Part of the answer comes from the idea that large-scale infrastructural changes that are currently aggressively reducing our carbon footprint are economically unfeasible. However, this perception arises from a salient prioritization of immediate economic productivity at the expense of long-term public benefit. In societies with a heavy focus on individual achievements and success, practical considerations leading to immediate profit are the primary drivers of our actions, rather than the needs of the wider public in the long-term.
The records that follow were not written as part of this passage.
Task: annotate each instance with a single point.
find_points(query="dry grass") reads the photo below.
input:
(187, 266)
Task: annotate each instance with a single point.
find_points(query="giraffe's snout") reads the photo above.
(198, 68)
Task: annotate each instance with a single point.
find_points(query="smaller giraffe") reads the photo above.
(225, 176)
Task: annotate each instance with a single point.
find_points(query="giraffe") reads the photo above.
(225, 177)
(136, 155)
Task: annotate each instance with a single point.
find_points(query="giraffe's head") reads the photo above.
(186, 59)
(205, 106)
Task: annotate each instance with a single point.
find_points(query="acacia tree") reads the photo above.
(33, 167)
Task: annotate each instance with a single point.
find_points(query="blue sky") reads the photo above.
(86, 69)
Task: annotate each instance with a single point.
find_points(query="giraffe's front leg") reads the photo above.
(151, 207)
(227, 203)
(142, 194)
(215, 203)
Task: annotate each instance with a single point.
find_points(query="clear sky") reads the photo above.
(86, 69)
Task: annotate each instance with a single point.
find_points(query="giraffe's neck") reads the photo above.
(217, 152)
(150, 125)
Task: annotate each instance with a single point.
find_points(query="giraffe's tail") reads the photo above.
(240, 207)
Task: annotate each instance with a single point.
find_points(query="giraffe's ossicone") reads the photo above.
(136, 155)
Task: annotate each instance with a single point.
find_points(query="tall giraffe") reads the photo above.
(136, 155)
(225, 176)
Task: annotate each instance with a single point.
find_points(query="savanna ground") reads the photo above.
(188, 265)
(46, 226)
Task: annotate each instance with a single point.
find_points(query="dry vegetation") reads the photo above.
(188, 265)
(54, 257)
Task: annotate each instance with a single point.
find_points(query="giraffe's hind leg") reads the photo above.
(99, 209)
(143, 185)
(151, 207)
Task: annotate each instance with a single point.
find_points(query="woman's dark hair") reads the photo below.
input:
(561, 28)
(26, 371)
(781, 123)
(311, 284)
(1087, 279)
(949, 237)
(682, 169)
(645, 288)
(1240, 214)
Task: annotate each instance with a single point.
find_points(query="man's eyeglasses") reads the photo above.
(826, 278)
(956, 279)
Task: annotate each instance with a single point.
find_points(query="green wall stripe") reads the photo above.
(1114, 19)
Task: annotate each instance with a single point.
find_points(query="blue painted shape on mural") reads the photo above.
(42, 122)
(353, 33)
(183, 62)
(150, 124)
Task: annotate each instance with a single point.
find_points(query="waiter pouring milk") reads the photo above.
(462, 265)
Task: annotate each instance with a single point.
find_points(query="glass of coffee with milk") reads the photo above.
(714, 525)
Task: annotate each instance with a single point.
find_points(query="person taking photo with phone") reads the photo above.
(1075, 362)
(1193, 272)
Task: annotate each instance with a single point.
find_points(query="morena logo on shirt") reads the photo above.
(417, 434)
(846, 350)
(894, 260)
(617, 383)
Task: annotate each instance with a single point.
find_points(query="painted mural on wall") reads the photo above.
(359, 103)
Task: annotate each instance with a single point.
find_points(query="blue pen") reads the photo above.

Thus, even when faced with the imminent threat of climate change, major industrial polluters have not significantly reduced their emissions; international agreements have only recently acknowledged the problem and current national climate action plans remain insufficient to reach non-harmful temperature and carbon emission objectives.
It is evident that a longer window of opportunity has allowed the global community to postpone actions to reduce emissions in favor of boosting the economy. In contrast, most responses to Covid-19 have been met with a much greater sense of urgency. Despite the fact that the current globalized society thrives on productivity and connectivity, governments as well as private companies have been compelled to sacrifice economic benefit to quell the spread of the virus. In contrast, the harmful effects of global environmental issues are less immediate since climate change only has the potential to affect us in the upcoming decades, as opposed to the near future.
Despite the importance of government action in addressing these global challenges, it is worth considering the extent to which we suspend our personal goals in light of issues that impact societies on a global scale. Due to the uncontrolled and volatile nature of Covid-19, most individuals have been forced to suspend their goals in order to curb the spread of a deadly disease. As the economy is undergoing a roadblock and people are becoming restless in their homes, entire societies are being forced to live an alternative lifestyle that was previously unanticipated. The inconvenience of isolation has forced every single individual to sacrifice something, whether it be plans, time, work, livelihood or relationships.
The threat of getting the virus while traveling by air in the time of Covid-19, is currently prompting many to avoid airports, which offers a stark contrast to human behavior prior to the pandemic. We rarely think about sacrifice with the same urgency when it is about issues of sustainability. Without personally feeling the effects of plastic items that will take around 1,000 years to decompose or considering the possibility of living in a space where fossil fuel emissions have destroyed air quality, we tend to assign disproportional weight to the gravity of these issues.
While reflecting on this period of time plagued by a global pandemic, we should take these fundamental changes that the disease has forced on us and assess measures to combat climate change that were previously deemed unfeasible. Through the lens of an immediate, all-encompassing global issue such as Covid-19, we can perhaps better understand our reaction amidst unstable change and our ability to handle future problems that we will have to face as a society. It is insufficient to treat this pandemic as a singular instance of global catastrophe; it has never been more imperative to understand long-term consequences and compromise before we are forced to do so.